One of the main problems, the students discovered, was that the tools typically used in battle zones often do not manage to connect to the patient's trachea, commonly called the windpipe. Instead, these tools become lodged just under the patient's skin or bypass the trachea and instead strike the esophagus, which leads to the stomach, not the lungs.
To remedy this, the students devised an improved intratracheal tip that is carefully crafted to extend beyond the skin layers to the windpipe, but not far enough to reach the esophagus. To insert this tip into the neck, the students devised a two-piece handle that easily breaks away once the tip is connected to the trachea.
For demonstration purposes, the student inventors have packaged the CricSpike tip and its handle as part of a kit that also includes a scalpel to make the neck incision and an endotracheal tube to channel air to the windpipe. The kit also contains a bag valve mask that the medic can attach and squeeze to push air through the tip or tube and into the wounded soldier's lungs.

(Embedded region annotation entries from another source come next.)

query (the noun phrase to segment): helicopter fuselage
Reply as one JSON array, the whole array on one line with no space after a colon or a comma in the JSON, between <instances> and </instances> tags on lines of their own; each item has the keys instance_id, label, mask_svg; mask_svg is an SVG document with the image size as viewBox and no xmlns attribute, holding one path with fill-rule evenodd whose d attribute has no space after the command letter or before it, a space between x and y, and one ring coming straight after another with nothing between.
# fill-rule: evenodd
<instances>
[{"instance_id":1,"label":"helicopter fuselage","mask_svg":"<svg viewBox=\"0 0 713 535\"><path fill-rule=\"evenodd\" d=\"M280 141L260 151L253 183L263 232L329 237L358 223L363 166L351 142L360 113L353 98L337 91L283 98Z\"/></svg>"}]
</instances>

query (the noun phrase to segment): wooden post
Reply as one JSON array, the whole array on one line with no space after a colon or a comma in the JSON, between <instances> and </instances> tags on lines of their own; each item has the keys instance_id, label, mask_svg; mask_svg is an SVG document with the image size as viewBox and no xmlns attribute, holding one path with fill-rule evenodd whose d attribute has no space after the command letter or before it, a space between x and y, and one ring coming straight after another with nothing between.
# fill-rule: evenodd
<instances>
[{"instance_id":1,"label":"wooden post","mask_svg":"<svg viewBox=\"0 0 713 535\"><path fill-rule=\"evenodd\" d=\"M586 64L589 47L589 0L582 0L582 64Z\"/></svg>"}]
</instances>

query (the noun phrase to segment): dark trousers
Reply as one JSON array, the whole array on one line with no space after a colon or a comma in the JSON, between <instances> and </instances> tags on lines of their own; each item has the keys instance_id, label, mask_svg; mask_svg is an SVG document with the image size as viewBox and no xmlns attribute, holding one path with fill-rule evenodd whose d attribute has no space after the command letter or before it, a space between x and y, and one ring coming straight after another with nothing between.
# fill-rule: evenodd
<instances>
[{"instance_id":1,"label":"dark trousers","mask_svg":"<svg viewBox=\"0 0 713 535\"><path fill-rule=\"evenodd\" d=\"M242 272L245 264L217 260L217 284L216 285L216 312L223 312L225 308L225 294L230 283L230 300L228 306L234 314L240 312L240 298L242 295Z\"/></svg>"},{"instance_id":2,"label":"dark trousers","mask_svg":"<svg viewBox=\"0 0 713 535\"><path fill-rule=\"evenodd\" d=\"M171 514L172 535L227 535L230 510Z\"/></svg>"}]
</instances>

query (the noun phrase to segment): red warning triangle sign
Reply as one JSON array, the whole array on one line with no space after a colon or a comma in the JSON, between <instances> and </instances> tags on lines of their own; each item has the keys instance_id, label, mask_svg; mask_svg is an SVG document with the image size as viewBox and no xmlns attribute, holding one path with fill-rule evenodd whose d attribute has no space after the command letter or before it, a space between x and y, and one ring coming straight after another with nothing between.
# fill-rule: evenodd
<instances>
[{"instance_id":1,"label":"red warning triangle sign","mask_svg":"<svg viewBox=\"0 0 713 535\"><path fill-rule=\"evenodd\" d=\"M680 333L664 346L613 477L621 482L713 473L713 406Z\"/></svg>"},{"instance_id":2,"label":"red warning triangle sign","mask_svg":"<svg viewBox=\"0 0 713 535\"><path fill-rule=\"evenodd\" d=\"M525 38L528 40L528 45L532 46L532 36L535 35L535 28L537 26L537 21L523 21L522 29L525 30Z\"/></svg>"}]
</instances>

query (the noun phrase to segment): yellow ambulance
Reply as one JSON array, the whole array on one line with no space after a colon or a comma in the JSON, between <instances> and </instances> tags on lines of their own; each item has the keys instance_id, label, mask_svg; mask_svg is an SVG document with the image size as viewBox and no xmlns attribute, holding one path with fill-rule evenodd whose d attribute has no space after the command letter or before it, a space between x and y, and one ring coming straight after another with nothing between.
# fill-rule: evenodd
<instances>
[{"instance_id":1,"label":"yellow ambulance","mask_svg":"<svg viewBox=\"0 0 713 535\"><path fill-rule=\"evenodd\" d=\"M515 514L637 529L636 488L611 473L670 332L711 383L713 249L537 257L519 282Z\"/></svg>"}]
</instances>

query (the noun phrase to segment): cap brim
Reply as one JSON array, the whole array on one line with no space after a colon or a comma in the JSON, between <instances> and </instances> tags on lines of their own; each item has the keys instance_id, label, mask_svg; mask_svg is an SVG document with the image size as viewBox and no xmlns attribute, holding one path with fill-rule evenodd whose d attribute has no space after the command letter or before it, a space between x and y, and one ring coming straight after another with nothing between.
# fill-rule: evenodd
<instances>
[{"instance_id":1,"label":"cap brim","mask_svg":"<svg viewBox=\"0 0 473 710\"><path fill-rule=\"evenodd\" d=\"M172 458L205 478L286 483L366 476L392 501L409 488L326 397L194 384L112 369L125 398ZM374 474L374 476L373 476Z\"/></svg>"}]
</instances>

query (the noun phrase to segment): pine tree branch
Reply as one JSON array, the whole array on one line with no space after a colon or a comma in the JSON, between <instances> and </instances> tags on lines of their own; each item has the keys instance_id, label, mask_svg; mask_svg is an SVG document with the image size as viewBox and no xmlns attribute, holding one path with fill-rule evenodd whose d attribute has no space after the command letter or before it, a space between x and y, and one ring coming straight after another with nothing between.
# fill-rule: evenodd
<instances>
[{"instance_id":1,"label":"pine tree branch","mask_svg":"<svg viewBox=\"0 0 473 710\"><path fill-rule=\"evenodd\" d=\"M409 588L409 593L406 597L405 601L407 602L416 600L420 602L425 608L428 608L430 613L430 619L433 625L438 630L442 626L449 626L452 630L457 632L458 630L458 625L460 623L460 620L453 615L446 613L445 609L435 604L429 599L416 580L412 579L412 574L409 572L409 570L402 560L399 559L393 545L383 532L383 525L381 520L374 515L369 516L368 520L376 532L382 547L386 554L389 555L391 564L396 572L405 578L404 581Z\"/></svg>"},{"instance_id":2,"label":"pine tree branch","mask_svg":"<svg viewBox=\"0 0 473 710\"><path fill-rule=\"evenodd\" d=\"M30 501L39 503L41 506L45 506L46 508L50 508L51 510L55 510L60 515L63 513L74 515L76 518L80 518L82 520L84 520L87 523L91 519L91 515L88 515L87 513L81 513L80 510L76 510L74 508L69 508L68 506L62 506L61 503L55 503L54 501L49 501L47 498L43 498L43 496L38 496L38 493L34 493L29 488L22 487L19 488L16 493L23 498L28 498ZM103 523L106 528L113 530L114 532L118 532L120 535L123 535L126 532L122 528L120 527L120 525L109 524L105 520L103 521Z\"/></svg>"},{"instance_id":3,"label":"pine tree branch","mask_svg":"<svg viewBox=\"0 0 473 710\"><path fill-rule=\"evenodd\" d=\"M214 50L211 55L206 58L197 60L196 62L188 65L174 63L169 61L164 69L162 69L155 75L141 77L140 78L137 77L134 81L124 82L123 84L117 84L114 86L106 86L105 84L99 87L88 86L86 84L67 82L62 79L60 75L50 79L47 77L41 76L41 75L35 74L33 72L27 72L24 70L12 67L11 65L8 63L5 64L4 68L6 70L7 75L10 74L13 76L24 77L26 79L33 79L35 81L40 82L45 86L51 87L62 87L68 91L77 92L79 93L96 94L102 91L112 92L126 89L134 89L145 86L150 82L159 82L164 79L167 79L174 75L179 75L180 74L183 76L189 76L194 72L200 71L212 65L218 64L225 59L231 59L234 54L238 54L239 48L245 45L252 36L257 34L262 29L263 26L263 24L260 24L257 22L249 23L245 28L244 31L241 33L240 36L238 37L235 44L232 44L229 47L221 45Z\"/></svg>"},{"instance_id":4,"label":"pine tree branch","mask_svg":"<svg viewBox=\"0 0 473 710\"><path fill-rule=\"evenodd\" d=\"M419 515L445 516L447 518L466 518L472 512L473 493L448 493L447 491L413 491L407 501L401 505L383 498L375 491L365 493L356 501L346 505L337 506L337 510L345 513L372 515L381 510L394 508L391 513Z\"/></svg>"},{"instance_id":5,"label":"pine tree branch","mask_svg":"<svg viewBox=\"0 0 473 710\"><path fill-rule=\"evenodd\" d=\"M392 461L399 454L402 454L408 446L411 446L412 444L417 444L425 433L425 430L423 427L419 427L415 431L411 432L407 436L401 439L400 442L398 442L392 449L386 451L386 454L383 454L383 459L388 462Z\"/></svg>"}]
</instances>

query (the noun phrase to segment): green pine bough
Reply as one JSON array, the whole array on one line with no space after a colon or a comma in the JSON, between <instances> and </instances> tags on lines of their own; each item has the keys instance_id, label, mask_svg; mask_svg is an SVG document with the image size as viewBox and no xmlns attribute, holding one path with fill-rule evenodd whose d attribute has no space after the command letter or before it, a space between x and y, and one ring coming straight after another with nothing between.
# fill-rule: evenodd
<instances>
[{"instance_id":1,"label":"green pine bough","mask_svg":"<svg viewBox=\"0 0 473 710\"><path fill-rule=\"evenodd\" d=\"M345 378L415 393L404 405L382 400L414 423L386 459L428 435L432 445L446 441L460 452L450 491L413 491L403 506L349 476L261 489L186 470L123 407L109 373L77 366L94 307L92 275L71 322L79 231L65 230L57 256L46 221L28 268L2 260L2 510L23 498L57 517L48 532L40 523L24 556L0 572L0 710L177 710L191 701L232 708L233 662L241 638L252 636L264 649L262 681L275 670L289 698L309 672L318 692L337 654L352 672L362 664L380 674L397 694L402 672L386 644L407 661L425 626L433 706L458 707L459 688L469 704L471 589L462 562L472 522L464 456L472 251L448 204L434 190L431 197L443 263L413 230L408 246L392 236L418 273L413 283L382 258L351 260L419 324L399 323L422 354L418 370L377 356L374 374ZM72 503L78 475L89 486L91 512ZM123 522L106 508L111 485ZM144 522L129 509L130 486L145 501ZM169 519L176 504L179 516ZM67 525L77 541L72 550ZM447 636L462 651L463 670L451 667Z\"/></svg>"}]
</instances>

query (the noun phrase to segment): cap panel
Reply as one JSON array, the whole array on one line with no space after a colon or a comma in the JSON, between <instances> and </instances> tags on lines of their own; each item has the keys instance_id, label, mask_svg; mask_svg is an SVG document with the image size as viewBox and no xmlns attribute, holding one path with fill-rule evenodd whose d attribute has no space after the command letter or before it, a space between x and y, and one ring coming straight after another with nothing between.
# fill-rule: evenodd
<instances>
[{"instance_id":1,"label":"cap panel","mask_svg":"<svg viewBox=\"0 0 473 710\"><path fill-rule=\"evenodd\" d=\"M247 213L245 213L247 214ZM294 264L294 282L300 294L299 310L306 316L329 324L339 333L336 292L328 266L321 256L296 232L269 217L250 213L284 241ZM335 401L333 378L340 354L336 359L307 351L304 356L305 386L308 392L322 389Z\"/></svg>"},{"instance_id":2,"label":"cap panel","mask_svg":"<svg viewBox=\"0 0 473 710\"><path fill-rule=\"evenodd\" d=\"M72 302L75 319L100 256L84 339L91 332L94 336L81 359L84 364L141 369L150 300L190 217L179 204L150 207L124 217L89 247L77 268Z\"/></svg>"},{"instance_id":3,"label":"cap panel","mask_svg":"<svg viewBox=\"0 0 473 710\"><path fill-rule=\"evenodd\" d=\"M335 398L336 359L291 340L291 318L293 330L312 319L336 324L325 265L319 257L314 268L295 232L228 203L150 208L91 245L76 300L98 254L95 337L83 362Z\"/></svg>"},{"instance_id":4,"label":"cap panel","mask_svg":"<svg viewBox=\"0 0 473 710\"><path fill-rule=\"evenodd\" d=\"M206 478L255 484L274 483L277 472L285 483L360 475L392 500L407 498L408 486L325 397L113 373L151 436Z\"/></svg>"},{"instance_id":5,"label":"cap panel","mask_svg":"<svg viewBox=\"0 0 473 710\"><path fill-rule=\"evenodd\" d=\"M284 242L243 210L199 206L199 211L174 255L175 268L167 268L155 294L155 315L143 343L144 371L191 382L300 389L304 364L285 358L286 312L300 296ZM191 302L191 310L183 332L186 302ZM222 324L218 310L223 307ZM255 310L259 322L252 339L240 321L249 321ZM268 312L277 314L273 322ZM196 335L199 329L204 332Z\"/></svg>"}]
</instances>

In demonstrations with a medical mannequin and animal tissue, the students have shown that their prototype components can work.
The main pieces of the students' kit will require much more refinement and testing before they could be used on human patients. But the early prototype impressed the judges at the recent medical device design competitions.
On July 14, the device was awarded second prize in the student project category at the Innovation Lab Research Exhibition, presented at the Central Institute of Healthcare Engineering of Friedrich-Alexander University in Erlangen, Germany.
In May, the CricSpike team also received a third-place prize in the 2016 Johns Hopkins Student Healthcare Design Competition, organized by the university's Center for Bioengineering Innovation and Design. This center is based within the Department of Biomedical Engineering, which is shared by the university's Whiting School of Engineering and its School of Medicine.
In addition, the students have worked with the staff of Johns Hopkins Technology Ventures in obtaining a provisional patent covering the design of their CricSpike components.
"The students did a great job," said military physician Gilman, the project's sponsor. "But the final prototype was still pretty rough. Relying on 3D printing techniques could only get them to a certain level. The next step in the development process would have to involve production of a more professional prototype."
Team member Qiuyin Ren of Westborough, Mass., a rising senior, said she and the other team members who will return to Johns Hopkins in the fall intend to build a more polished prototype during the coming school year. The student inventors hope a healthcare device maker eventually will license their design and incorporate it into an improved cricothyrotomy kit for combat areas.
In addition to Ren and team leader Spina, the students who worked on the CricSpike project were Ryan Walter of Pompano Beach, Fla.; Travis Wallace of Ellington, Conn.; Michael Good of Charlotte, N.C.; Himanshu Dashora of Powell, Ohio; Sondra Rahmeh of Austin, Texas; Jordan Kreger of Tecumseh, Mich.; and Ronak Mehta of Somerset, N.J.
Emergency physician Steven Tropello also provided assistance to the team and is included on the provisional patent. Robert H. Allen, a lecturer in the Department of Biomedical Engineering, served as the team's faculty sponsor.